In this study, we evaluated the validity of a FFQ as a means of estimating dietary folate intake in the population for which the FFQ was originally developed. We also attempted to identify foods that differentiated the level of folate intake in individuals by stepwise regression, and tested the validity of assessing folate intake based on the intake of these foods. The results were also cross-validated in an independent population to evaluate generalizability.
Validity of the FFQ in estimating folate intake was moderate in both the internal and external populations. In previous studies, the validity of questionnaires in estimating energy-adjusted dietary folate intake varied from 0.2 to 0.6, depending on the study population [15–21]. In studies that reported intake from the diet and from dietary supplements separately, CC was 6–21% higher for folate intake that included supplements than for intake from diet alone. Although none of the subjects used supplements that contained folic acid, which had only just become available at the time of the study, the validity of our FFQ in estimating folate from the diet was relatively high, probably because the dietary folate intake of our subjects was as high as that of supplement users in some of the previously cited studies.
Although the largest proportion of folate intake was from vegetables, these did not necessarily explain the differences in intake between individuals. For example, spinach, which is very rich in folate and was one of the highest contributors to mean folate intake, could not explain inter-individual variation because it was consumed by almost every subject. In contrast, green tea contributed greatly to both individual intake and to inter-individual variation, probably because consumption was strongly dependent on individual preference.

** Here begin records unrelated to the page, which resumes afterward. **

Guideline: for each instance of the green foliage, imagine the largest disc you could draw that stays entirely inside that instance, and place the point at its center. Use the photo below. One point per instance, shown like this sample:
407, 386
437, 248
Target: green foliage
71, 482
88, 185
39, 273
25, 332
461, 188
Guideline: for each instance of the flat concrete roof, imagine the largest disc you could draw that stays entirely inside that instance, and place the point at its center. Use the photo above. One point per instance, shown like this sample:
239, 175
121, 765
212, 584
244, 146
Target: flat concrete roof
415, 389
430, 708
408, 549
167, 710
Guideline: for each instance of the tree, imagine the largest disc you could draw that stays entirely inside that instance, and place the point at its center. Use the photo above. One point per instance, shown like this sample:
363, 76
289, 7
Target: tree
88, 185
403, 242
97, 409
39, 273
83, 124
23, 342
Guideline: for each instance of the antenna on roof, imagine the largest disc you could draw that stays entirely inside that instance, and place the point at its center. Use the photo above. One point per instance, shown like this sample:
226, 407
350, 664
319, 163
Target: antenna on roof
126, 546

Although the analysis provided us with information about foods that predicted inter-individual variation in folate intake, some foods which had a moderate partial R-square value contributed less than 0.1% to total folate intake, such as luncheon meat, ham, and so on. These may have been selected by chance alone. In this kind of analysis, even unimportant contributors to the cumulative R-square value may be statistically significant, but can nevertheless be ignored . In any case, it is noteworthy that individuals could be ranked by folate intake based on only 33 foods, with the same level of validity as with the long FFQ.
Any analysis of the possible effects of folate intake on disease also requires analysis of the effect of food items which contribute to total intake and inter-individual variation of folate. It is of great research interest to determine whether the association between food intake and disease is the result of folate intake. For example, we might hypothesize that folate intake may help explain the protective effect of green tea on gastric cancer described in the recent report of the JPHC study . The mechanism of carcinogenesis through DNA instability and methylation abnormalities as a result of folate deficiency has been studied in animal and in vitro studies [23–25], and an association between folate and gastric cancer has been reported in a number of case-control studies [26–29]. Other prospective studies, however, have failed to show a consistent association between green tea and gastric cancer [30–32]. We speculate that the association was strong in the JPHC population owing to the large contribution of green tea to the variation in folate intake, which was not seen in the other populations.

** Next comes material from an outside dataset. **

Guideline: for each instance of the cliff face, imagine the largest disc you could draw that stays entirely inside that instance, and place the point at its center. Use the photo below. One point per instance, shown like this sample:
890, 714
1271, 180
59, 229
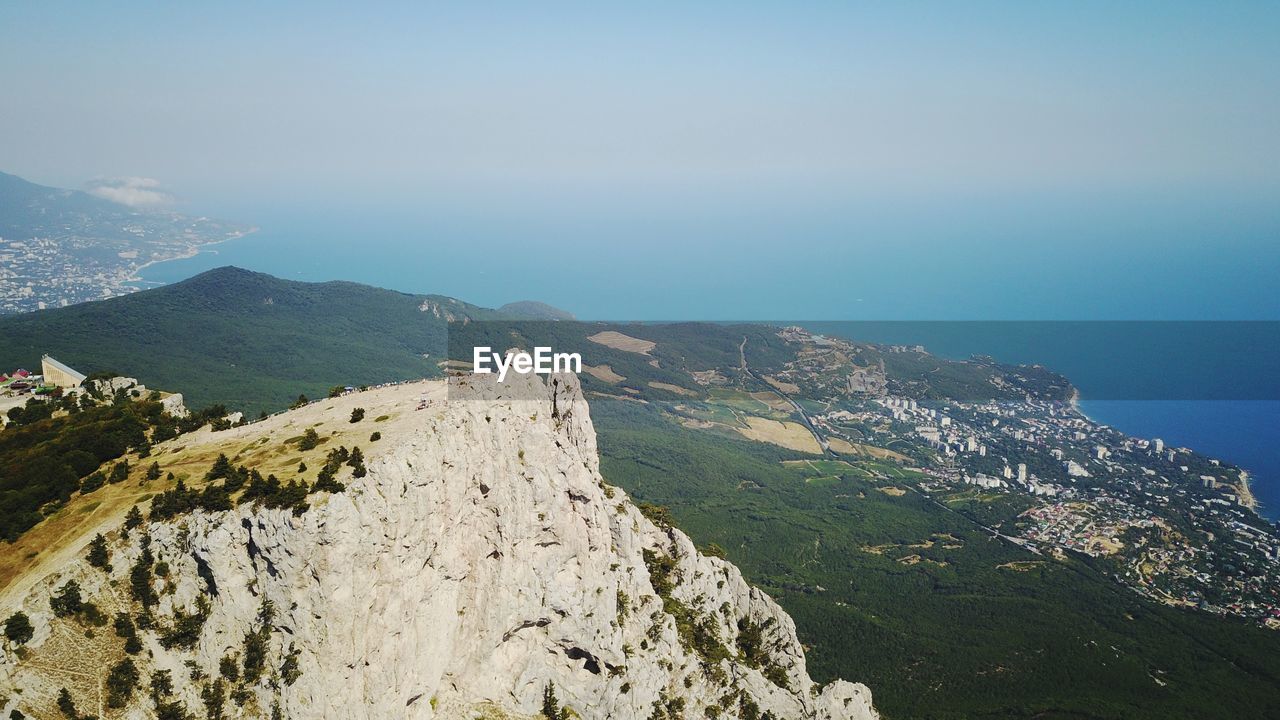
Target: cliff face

One of the strengths of our study is the precision of the reference data. The ratio of intra- to inter-individual variation in our data was somewhat higher (1.9–4.8) than in several studies in Western countries [33, 34]. When intra-individual variation is larger, an increased number of dietary assessment days is required to obtain a valid standard. Although intra-individual variation among our subjects was high, we had more than a sufficient numbers of days (28 days) of data to represent the true intake of the individuals, because the number of DR days needed to estimate true intake within 20% of the true mean with our data was only about 17 to 19 days according to our analysis. By comparison, the greatest number of days of dietary assessment used as standard in previous studies was 14 days .

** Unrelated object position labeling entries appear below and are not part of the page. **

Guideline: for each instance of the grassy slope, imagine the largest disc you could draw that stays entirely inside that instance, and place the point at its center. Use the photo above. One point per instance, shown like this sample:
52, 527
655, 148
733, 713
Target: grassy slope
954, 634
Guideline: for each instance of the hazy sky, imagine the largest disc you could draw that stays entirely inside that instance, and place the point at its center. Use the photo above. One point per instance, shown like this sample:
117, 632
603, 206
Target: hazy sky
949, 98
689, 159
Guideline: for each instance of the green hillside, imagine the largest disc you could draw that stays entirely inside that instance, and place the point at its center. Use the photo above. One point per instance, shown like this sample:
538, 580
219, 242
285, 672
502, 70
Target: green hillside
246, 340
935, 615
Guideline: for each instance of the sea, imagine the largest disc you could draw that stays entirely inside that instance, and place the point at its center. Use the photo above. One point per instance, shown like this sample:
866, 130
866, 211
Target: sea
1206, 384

In addition, our analysis is unique because we used regression analysis to identify the foods most predictive for inter-individual variation in dietary folate, and then evaluated both the internal and external validity of the intake of those foods. It is important to test external validity, because there is no assurance that explanatory variables selected by regression analysis are valid in an external population . To our knowledge, this is the first study to attempt to identify foods that contribute to inter-individual variation of folate intake in Japan, where folate intake is almost exclusively from natural sources. We developed a list of foods that contribute to inter-individual variation in folate intake in the population for which FFQ was originally developed, and tested the generalizability of the results to an external population. The two populations covered various geographic areas throughout Japan. Our results imply the possibility that a shorter questionnaire which specifically targets folate intake in Japanese populations can be developed.
One limitation of our study is that because the subjects needed to be highly motivated to complete the 28-day DRs, they were not a randomly selected sample. Mean folate intake based on DRs was slightly higher than in the entire cohort, probably because the validation study subjects were likely more health conscious and consumed more vegetables. If all subjects had consumed a similar amount of certain foods, inter-individual variation in the food might have been falsely low. The generalizability of questionnaire results needs to be established with care.